Yoga Sutras of Patanjali - Book IV - 03. The Husbandman
Type of Spiritual Experience
The Sutra is shown as a heading, the comment underneath is by the translator, in this case, Charles Johnston, . I have included the comment simply because it provides an interesting perspective on the sutra.
A description of the experience
3. The apparent, immediate cause is not the true cause of the creative nature-powers; but, like the husbandman in his field, it takes obstacles away.
The husbandman tills his field, breaking up the clods of earth into fine mould, penetrable to air and rain; he sows his seed, carefully covering it, for fear of birds and the wind; he waters the seed-laden earth, turning the little rills from the irrigation tank now this way and that, removing obstacles from the channels, until the even How of water vitalizes the whole field.
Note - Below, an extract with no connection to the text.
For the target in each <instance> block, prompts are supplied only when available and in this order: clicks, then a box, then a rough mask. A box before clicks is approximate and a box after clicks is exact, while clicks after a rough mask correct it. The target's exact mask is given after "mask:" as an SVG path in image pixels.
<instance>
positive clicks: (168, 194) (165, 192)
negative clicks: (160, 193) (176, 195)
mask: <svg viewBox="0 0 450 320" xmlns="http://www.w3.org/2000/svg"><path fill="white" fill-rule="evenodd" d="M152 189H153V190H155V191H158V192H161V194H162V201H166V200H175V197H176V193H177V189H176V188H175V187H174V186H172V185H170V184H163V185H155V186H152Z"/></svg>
And so the plants germinate and grow, first the blade, then the ear, then the full corn in the ear.
But it is not the husbandman who makes them grow.
It is, first, the miraculous plasmic power in the grain of seed, which brings forth after its kind; then the alchemy of sunlight which, in presence of the green colouring matter of the leaves, gathers hydrogen from the water and carbon from the gases in the air, and mingles them in the hydro-carbons of plant growth; and, finally, the wholly occult vital powers of the plant itself, stored up through ages, and flowing down from the primal sources of life.
The husbandman but removes the obstacles. He plants and waters, but God gives the increase.
So with the finer husbandman of diviner fields.
He tills and sows, but the growth of the spiritual man comes through the surge and flow of divine, creative forces and powers. Here, again, God gives the increase. The divine Self puts forth, for the manifestation of its powers, a new and finer vesture, the body of the spiritual man.